On Saturday (Nov. 3), three new solo exhibitions by CalArtian artists open in Southern California and New York City. All three exhibitions run through November and into December.
Sean C. Flaherty
Artist Sean C. Flaherty’s (Art MFA 12) work is now on view at Grand Central Art Center in Santa Ana, Calif.
In the exhibition, Flaherty explores complex family and relationship dynamics through a three-act video installation, appropriating the soundtrack of the Broadway musical Les Miserables, a musical based on the 1862 French novel by Victor Hugo. The installation includes the video pieces: Act I The Confrontation: Script as Set, Act II One Day More: A Family in Parts, and Act III A Heart Full of Love: Familiar Parts.
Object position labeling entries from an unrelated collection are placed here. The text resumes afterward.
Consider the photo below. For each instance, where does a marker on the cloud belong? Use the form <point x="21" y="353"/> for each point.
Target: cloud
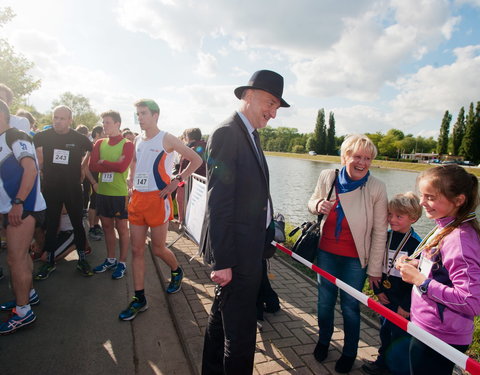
<point x="182" y="24"/>
<point x="372" y="48"/>
<point x="475" y="3"/>
<point x="207" y="65"/>
<point x="431" y="91"/>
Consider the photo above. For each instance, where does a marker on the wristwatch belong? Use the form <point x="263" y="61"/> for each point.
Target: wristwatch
<point x="18" y="201"/>
<point x="178" y="177"/>
<point x="423" y="287"/>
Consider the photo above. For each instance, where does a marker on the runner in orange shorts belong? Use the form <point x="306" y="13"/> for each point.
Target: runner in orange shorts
<point x="151" y="203"/>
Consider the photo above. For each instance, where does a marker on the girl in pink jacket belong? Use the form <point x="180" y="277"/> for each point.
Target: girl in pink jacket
<point x="446" y="278"/>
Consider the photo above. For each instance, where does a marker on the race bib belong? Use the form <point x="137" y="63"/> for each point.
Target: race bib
<point x="61" y="156"/>
<point x="141" y="180"/>
<point x="107" y="177"/>
<point x="390" y="266"/>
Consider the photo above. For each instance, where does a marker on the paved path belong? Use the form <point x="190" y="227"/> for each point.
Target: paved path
<point x="78" y="331"/>
<point x="286" y="342"/>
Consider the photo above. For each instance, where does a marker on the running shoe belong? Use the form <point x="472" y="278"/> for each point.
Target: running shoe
<point x="93" y="234"/>
<point x="15" y="322"/>
<point x="36" y="256"/>
<point x="45" y="271"/>
<point x="133" y="309"/>
<point x="119" y="271"/>
<point x="106" y="265"/>
<point x="84" y="268"/>
<point x="375" y="368"/>
<point x="98" y="230"/>
<point x="175" y="282"/>
<point x="10" y="305"/>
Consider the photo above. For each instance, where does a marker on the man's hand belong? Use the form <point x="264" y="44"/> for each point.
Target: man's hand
<point x="374" y="280"/>
<point x="221" y="277"/>
<point x="383" y="299"/>
<point x="15" y="215"/>
<point x="403" y="313"/>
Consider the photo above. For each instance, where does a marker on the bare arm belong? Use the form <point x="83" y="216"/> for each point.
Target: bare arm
<point x="39" y="151"/>
<point x="170" y="144"/>
<point x="26" y="185"/>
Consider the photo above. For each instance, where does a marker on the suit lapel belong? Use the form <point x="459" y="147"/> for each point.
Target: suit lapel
<point x="253" y="148"/>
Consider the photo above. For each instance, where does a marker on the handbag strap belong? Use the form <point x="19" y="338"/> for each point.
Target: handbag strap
<point x="320" y="217"/>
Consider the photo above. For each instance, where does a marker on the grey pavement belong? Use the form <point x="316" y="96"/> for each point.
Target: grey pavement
<point x="78" y="331"/>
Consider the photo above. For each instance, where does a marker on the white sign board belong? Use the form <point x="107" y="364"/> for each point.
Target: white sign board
<point x="197" y="202"/>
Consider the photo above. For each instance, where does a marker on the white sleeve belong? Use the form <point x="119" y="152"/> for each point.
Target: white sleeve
<point x="22" y="148"/>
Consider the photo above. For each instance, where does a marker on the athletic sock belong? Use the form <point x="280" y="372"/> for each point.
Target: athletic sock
<point x="22" y="310"/>
<point x="140" y="294"/>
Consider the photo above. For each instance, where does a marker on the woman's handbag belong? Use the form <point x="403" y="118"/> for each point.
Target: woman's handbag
<point x="307" y="243"/>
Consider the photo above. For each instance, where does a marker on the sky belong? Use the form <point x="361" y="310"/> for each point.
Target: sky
<point x="376" y="64"/>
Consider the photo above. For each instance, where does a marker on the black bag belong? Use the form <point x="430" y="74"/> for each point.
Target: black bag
<point x="307" y="243"/>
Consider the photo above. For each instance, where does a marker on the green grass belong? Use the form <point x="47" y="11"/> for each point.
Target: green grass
<point x="473" y="351"/>
<point x="416" y="167"/>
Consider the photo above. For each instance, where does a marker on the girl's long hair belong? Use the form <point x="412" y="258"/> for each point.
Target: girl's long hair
<point x="451" y="180"/>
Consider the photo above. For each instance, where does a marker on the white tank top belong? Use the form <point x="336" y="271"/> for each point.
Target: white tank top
<point x="153" y="170"/>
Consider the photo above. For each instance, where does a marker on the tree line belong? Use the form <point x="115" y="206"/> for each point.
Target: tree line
<point x="464" y="139"/>
<point x="324" y="141"/>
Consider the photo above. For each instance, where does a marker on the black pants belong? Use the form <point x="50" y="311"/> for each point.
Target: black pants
<point x="267" y="299"/>
<point x="425" y="360"/>
<point x="229" y="346"/>
<point x="55" y="198"/>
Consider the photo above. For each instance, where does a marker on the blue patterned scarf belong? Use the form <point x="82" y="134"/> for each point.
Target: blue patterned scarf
<point x="344" y="185"/>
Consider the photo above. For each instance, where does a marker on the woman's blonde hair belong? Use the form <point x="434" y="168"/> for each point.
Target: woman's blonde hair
<point x="354" y="143"/>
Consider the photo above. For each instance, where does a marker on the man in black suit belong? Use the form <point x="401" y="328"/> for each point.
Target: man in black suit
<point x="239" y="211"/>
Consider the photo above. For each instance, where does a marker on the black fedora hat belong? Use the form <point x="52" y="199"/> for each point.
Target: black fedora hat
<point x="265" y="80"/>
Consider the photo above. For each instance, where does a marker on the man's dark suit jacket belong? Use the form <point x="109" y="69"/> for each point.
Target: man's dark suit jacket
<point x="233" y="233"/>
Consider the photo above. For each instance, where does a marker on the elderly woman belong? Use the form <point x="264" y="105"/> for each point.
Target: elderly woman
<point x="352" y="245"/>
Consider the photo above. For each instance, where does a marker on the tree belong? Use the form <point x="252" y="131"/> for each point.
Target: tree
<point x="330" y="147"/>
<point x="466" y="149"/>
<point x="14" y="67"/>
<point x="471" y="140"/>
<point x="458" y="132"/>
<point x="442" y="145"/>
<point x="319" y="134"/>
<point x="83" y="113"/>
<point x="390" y="144"/>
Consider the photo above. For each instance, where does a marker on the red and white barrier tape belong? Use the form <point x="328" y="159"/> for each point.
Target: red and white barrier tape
<point x="457" y="357"/>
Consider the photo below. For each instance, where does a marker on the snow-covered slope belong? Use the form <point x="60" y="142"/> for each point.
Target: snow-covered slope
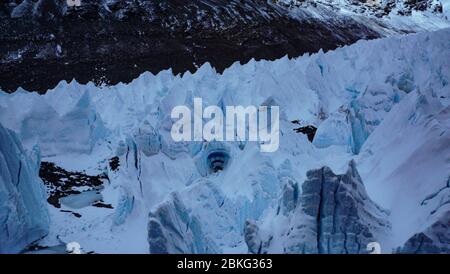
<point x="383" y="103"/>
<point x="23" y="207"/>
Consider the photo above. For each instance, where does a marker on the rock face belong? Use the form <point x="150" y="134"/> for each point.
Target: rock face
<point x="23" y="209"/>
<point x="333" y="214"/>
<point x="44" y="42"/>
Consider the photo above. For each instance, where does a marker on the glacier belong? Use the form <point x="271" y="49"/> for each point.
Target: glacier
<point x="382" y="114"/>
<point x="23" y="207"/>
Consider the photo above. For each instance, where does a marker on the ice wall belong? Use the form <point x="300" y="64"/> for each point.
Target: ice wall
<point x="23" y="206"/>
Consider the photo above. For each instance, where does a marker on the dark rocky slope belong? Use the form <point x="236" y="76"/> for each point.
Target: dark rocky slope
<point x="43" y="42"/>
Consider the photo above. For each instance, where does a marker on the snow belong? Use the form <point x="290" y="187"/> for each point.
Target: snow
<point x="23" y="207"/>
<point x="383" y="103"/>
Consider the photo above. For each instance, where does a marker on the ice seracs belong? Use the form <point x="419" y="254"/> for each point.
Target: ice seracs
<point x="23" y="208"/>
<point x="383" y="104"/>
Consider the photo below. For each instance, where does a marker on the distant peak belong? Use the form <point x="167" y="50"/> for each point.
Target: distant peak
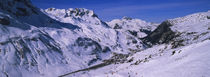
<point x="127" y="18"/>
<point x="77" y="12"/>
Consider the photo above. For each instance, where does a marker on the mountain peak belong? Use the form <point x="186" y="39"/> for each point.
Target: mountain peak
<point x="72" y="12"/>
<point x="127" y="18"/>
<point x="18" y="7"/>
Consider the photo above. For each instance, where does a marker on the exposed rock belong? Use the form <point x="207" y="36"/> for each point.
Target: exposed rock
<point x="163" y="34"/>
<point x="5" y="21"/>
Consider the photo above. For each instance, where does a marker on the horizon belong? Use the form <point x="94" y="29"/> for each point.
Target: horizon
<point x="150" y="10"/>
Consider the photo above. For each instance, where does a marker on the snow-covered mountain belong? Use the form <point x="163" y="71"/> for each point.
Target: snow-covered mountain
<point x="76" y="43"/>
<point x="123" y="40"/>
<point x="179" y="48"/>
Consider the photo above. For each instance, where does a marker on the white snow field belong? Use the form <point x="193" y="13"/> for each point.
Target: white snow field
<point x="76" y="43"/>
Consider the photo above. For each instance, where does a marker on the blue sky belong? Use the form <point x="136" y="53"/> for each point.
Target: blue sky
<point x="149" y="10"/>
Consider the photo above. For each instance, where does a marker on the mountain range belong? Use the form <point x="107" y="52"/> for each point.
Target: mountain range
<point x="77" y="43"/>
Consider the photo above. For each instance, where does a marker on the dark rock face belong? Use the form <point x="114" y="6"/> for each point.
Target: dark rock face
<point x="5" y="21"/>
<point x="163" y="34"/>
<point x="28" y="9"/>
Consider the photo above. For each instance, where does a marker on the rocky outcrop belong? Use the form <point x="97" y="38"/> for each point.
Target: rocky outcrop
<point x="163" y="34"/>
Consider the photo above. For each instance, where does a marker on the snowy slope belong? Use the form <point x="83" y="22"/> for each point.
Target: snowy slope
<point x="188" y="61"/>
<point x="186" y="54"/>
<point x="121" y="40"/>
<point x="53" y="42"/>
<point x="130" y="31"/>
<point x="33" y="44"/>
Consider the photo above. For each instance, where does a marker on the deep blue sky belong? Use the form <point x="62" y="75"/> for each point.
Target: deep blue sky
<point x="149" y="10"/>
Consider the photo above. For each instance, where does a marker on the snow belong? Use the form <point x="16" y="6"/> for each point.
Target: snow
<point x="192" y="61"/>
<point x="53" y="42"/>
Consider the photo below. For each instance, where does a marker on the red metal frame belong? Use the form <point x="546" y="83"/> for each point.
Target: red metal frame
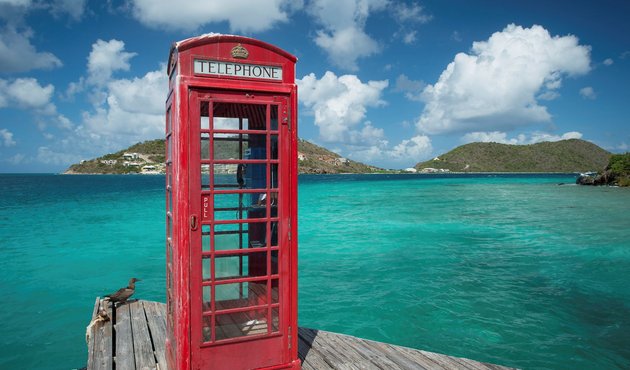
<point x="191" y="216"/>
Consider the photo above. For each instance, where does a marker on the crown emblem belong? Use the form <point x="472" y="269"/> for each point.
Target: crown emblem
<point x="239" y="52"/>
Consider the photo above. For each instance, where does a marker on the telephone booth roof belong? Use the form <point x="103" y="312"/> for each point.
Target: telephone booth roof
<point x="221" y="46"/>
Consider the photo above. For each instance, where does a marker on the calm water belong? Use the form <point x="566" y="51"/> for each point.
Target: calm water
<point x="513" y="270"/>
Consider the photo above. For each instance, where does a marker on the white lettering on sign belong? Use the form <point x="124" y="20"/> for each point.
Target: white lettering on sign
<point x="214" y="67"/>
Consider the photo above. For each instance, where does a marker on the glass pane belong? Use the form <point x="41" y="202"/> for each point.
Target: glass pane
<point x="231" y="236"/>
<point x="205" y="146"/>
<point x="205" y="238"/>
<point x="274" y="234"/>
<point x="206" y="331"/>
<point x="237" y="295"/>
<point x="205" y="177"/>
<point x="274" y="176"/>
<point x="274" y="262"/>
<point x="204" y="121"/>
<point x="227" y="123"/>
<point x="206" y="268"/>
<point x="228" y="175"/>
<point x="274" y="117"/>
<point x="237" y="116"/>
<point x="275" y="315"/>
<point x="241" y="176"/>
<point x="205" y="298"/>
<point x="230" y="146"/>
<point x="257" y="147"/>
<point x="274" y="146"/>
<point x="239" y="206"/>
<point x="240" y="266"/>
<point x="241" y="324"/>
<point x="274" y="291"/>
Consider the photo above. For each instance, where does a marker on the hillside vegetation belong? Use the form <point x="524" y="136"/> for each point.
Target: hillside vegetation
<point x="561" y="156"/>
<point x="148" y="157"/>
<point x="315" y="159"/>
<point x="617" y="172"/>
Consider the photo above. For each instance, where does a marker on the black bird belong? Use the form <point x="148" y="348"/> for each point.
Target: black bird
<point x="123" y="294"/>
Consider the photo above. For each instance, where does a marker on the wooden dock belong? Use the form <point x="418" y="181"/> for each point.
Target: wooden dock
<point x="136" y="341"/>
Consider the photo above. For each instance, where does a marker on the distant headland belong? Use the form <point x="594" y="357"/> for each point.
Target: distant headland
<point x="565" y="156"/>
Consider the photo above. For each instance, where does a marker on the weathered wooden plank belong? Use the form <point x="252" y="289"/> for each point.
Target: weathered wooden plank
<point x="338" y="358"/>
<point x="380" y="358"/>
<point x="449" y="362"/>
<point x="156" y="319"/>
<point x="311" y="358"/>
<point x="141" y="330"/>
<point x="348" y="346"/>
<point x="124" y="339"/>
<point x="102" y="337"/>
<point x="91" y="338"/>
<point x="310" y="336"/>
<point x="142" y="345"/>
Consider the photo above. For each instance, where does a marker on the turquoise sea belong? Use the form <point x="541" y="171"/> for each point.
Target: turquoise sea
<point x="514" y="269"/>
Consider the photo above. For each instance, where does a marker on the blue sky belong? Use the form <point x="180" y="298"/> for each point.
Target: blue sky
<point x="389" y="83"/>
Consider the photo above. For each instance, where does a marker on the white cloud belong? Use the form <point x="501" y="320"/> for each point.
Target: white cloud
<point x="368" y="135"/>
<point x="16" y="159"/>
<point x="105" y="58"/>
<point x="141" y="95"/>
<point x="6" y="138"/>
<point x="339" y="103"/>
<point x="497" y="84"/>
<point x="27" y="93"/>
<point x="406" y="153"/>
<point x="49" y="156"/>
<point x="502" y="138"/>
<point x="344" y="37"/>
<point x="189" y="15"/>
<point x="17" y="54"/>
<point x="411" y="88"/>
<point x="74" y="8"/>
<point x="410" y="37"/>
<point x="588" y="93"/>
<point x="133" y="110"/>
<point x="410" y="13"/>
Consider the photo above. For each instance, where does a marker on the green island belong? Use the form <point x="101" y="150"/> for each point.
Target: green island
<point x="563" y="156"/>
<point x="148" y="158"/>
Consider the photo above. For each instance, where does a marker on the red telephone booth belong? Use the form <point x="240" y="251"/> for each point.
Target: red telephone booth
<point x="231" y="137"/>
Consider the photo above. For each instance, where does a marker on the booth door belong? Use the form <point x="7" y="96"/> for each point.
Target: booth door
<point x="239" y="253"/>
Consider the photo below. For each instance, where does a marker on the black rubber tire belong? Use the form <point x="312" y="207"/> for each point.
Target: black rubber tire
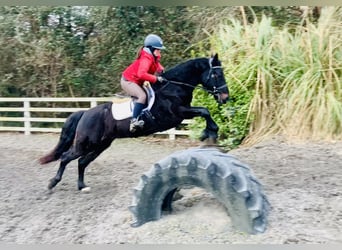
<point x="230" y="181"/>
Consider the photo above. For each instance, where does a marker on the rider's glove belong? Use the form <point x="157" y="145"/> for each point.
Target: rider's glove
<point x="161" y="79"/>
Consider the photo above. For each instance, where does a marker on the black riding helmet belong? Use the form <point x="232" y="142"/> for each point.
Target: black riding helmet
<point x="153" y="41"/>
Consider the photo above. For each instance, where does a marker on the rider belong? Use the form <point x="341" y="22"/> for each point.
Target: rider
<point x="146" y="67"/>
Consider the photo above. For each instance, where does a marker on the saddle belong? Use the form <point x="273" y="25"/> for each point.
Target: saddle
<point x="123" y="108"/>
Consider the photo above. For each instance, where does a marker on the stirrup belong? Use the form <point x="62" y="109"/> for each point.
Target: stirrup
<point x="135" y="123"/>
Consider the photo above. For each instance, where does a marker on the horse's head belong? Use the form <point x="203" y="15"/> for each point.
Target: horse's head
<point x="213" y="80"/>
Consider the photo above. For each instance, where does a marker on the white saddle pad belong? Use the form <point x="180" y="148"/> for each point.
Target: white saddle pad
<point x="122" y="110"/>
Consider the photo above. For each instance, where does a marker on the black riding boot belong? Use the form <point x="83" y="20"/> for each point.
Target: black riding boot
<point x="135" y="123"/>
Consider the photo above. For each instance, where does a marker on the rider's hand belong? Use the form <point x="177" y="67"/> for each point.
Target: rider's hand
<point x="161" y="79"/>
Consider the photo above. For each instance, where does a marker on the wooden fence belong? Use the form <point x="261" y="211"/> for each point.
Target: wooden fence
<point x="25" y="114"/>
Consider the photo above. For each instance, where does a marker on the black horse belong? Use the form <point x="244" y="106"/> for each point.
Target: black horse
<point x="86" y="134"/>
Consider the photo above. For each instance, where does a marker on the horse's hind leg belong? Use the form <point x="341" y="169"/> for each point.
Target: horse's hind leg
<point x="65" y="159"/>
<point x="84" y="161"/>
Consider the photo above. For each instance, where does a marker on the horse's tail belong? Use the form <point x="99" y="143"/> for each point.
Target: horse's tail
<point x="65" y="140"/>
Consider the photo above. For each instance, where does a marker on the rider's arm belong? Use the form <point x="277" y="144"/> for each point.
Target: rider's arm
<point x="143" y="74"/>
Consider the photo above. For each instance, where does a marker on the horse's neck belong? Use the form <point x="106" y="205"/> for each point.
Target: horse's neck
<point x="188" y="72"/>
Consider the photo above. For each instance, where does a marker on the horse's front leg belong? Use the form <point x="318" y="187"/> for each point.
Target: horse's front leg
<point x="211" y="129"/>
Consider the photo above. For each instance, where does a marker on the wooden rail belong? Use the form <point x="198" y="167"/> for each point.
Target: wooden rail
<point x="23" y="113"/>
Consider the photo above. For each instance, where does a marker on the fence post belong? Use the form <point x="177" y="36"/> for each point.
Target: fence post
<point x="27" y="116"/>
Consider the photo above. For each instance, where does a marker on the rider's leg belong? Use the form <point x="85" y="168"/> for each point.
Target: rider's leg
<point x="135" y="90"/>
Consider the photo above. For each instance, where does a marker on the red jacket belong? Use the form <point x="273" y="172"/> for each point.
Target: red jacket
<point x="143" y="69"/>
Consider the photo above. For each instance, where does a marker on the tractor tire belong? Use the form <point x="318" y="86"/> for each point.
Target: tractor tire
<point x="224" y="176"/>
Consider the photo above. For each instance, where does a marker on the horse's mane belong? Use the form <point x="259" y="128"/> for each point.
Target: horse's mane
<point x="183" y="67"/>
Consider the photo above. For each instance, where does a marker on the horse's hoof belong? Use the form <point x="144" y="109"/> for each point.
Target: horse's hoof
<point x="86" y="189"/>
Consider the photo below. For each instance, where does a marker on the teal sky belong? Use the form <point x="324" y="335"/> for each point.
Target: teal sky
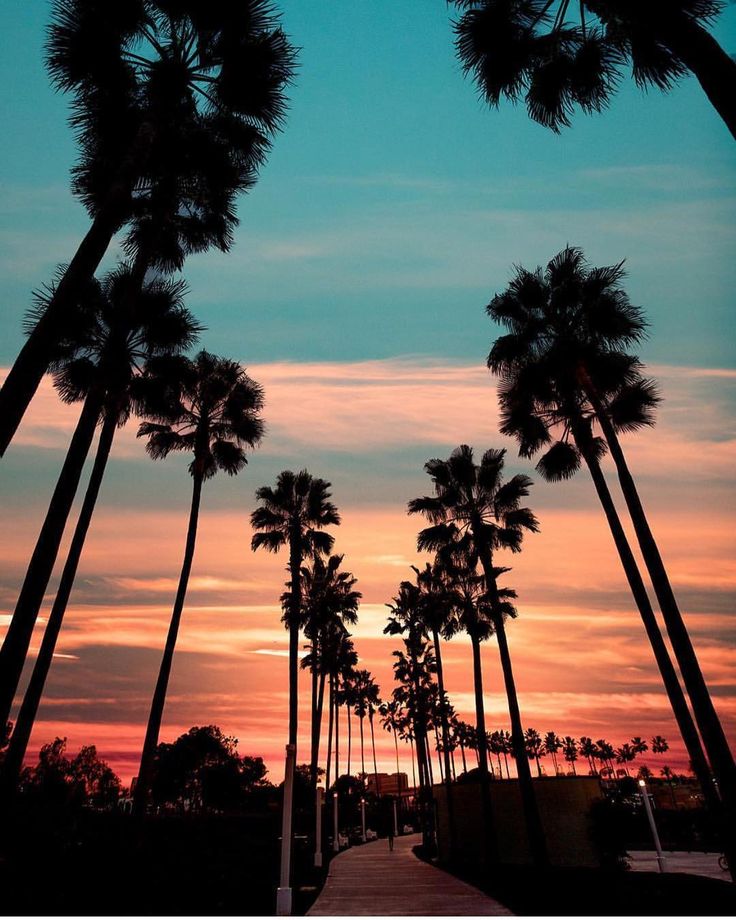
<point x="394" y="203"/>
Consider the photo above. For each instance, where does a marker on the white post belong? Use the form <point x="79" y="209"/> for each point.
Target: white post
<point x="336" y="825"/>
<point x="661" y="860"/>
<point x="283" y="892"/>
<point x="318" y="828"/>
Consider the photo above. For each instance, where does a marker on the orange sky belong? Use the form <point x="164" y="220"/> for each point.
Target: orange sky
<point x="582" y="661"/>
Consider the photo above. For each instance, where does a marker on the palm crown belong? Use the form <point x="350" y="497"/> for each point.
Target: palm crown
<point x="569" y="326"/>
<point x="298" y="505"/>
<point x="558" y="55"/>
<point x="174" y="103"/>
<point x="215" y="416"/>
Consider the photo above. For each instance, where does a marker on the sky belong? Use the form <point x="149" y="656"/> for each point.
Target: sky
<point x="391" y="209"/>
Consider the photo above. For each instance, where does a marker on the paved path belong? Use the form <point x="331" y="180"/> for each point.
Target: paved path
<point x="370" y="880"/>
<point x="694" y="863"/>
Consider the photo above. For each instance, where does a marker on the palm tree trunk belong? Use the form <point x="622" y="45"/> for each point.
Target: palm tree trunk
<point x="706" y="717"/>
<point x="330" y="724"/>
<point x="350" y="735"/>
<point x="713" y="67"/>
<point x="18" y="638"/>
<point x="362" y="751"/>
<point x="373" y="745"/>
<point x="145" y="773"/>
<point x="482" y="753"/>
<point x="318" y="729"/>
<point x="670" y="679"/>
<point x="26" y="717"/>
<point x="534" y="827"/>
<point x="445" y="738"/>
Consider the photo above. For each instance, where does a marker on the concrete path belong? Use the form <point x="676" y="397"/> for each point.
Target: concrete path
<point x="680" y="861"/>
<point x="370" y="880"/>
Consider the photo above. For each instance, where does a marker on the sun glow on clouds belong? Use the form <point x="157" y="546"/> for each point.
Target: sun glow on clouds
<point x="582" y="660"/>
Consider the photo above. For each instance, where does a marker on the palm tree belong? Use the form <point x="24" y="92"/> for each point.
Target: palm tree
<point x="472" y="503"/>
<point x="659" y="745"/>
<point x="589" y="750"/>
<point x="111" y="353"/>
<point x="534" y="744"/>
<point x="535" y="49"/>
<point x="553" y="744"/>
<point x="293" y="514"/>
<point x="216" y="420"/>
<point x="329" y="601"/>
<point x="174" y="102"/>
<point x="563" y="365"/>
<point x="570" y="751"/>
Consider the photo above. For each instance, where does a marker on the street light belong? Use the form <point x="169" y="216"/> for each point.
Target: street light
<point x="661" y="861"/>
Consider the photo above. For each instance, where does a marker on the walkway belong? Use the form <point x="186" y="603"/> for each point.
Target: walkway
<point x="370" y="880"/>
<point x="694" y="863"/>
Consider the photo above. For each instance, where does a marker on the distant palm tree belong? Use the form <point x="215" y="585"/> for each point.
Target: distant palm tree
<point x="474" y="504"/>
<point x="217" y="419"/>
<point x="174" y="102"/>
<point x="564" y="366"/>
<point x="553" y="744"/>
<point x="329" y="601"/>
<point x="570" y="751"/>
<point x="589" y="750"/>
<point x="534" y="744"/>
<point x="536" y="49"/>
<point x="112" y="354"/>
<point x="659" y="745"/>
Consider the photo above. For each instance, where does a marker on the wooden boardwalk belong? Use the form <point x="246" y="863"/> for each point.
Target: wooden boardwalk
<point x="370" y="880"/>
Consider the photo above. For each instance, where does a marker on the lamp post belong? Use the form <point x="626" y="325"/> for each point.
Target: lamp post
<point x="661" y="860"/>
<point x="335" y="825"/>
<point x="318" y="828"/>
<point x="283" y="892"/>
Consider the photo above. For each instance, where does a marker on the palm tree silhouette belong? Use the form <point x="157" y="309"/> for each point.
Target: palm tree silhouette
<point x="329" y="602"/>
<point x="563" y="367"/>
<point x="536" y="49"/>
<point x="472" y="501"/>
<point x="570" y="751"/>
<point x="216" y="419"/>
<point x="111" y="352"/>
<point x="172" y="103"/>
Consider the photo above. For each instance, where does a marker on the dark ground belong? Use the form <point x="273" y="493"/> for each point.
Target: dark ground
<point x="603" y="892"/>
<point x="186" y="865"/>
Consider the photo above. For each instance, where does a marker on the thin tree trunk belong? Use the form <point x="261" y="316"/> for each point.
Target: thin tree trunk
<point x="482" y="753"/>
<point x="706" y="717"/>
<point x="330" y="724"/>
<point x="670" y="679"/>
<point x="373" y="745"/>
<point x="145" y="773"/>
<point x="713" y="67"/>
<point x="362" y="752"/>
<point x="18" y="638"/>
<point x="445" y="740"/>
<point x="24" y="724"/>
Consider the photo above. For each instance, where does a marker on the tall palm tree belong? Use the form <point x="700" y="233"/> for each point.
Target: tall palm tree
<point x="111" y="353"/>
<point x="564" y="366"/>
<point x="472" y="501"/>
<point x="166" y="97"/>
<point x="559" y="55"/>
<point x="570" y="751"/>
<point x="216" y="419"/>
<point x="293" y="514"/>
<point x="329" y="601"/>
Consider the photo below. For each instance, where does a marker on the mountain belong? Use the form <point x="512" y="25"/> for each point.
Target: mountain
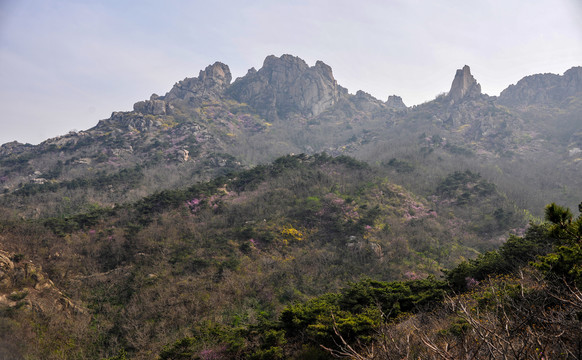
<point x="187" y="227"/>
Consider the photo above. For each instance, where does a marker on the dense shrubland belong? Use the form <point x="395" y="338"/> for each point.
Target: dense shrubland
<point x="220" y="260"/>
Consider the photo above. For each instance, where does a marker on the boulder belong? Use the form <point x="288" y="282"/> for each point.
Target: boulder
<point x="395" y="102"/>
<point x="208" y="86"/>
<point x="464" y="86"/>
<point x="286" y="85"/>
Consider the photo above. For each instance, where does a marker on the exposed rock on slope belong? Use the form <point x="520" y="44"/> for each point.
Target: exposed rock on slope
<point x="288" y="85"/>
<point x="208" y="86"/>
<point x="23" y="283"/>
<point x="544" y="89"/>
<point x="395" y="102"/>
<point x="464" y="85"/>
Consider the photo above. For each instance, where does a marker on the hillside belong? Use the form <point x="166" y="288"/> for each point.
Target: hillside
<point x="187" y="228"/>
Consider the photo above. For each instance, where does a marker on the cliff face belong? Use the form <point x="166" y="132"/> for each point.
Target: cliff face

The Grand Central Art Center’s website notes that “Flaherty’s work allows the personal to become universal, providing seemingly intimate and private shared matters to be opened to critique.”
Sean C. Flaherty: An Overture in Parts
Grand Central Art Center’s Project Room Gallery
125 N. Broadway, Santa Ana
Opening: Nov. 3, 6 pm
Exhibition: Nov. 3-Dec. 31
Yelena Zhelezov
Actual Size Gallery in Chinatown presents Sculptures from the Pedestrian Memory Bureau: New Work by Yelena Zhelezov. Zhelezov(MFA Puppetry 10), whose interdisciplinary practice encompasses performance, installation, film, drawing and sculpture, presents a collection of recent sculptures and objects.
In its description of the show, Actual Size‘s promotional materials for the show say, “The works displayed act as playful ciphers, translating topographic markers into lyric constructions that intimately investigate the biological and social body in space and time.”
Sculptures From The Pedestrian Memory Bureau: New Work by Yelena Zhelezov
Actual Size, Los Angeles
741 New High St., Chinatown
Opening: Nov. 3, 7-10 pm
Exhibition: Nov. 3-Dec. 8
Edgar Arceneaux
On the East Coast, the Maccarone Gallery in New York City presents Building Loving and Distrustful Relationships, an exhibition by Edgar Arceneaux (Art MFA 01).
On view Nov. 3 through Dec. 15, Arceneaux’s exhibition is composed of three bodies of drawings, paintings and a two-channel 16mm film titled, I Told Jesus, Change My Name. His work focuses on relationship-building—changing the nature of interactions between things—which has been a theme in his practice for the last 15 years.
More from Maccarone: “[Arceneaux] brings together seemingly disparate elements that cross genres, histories and varied materials, to express the deeper meanings about their transient present as well as our primitive past.”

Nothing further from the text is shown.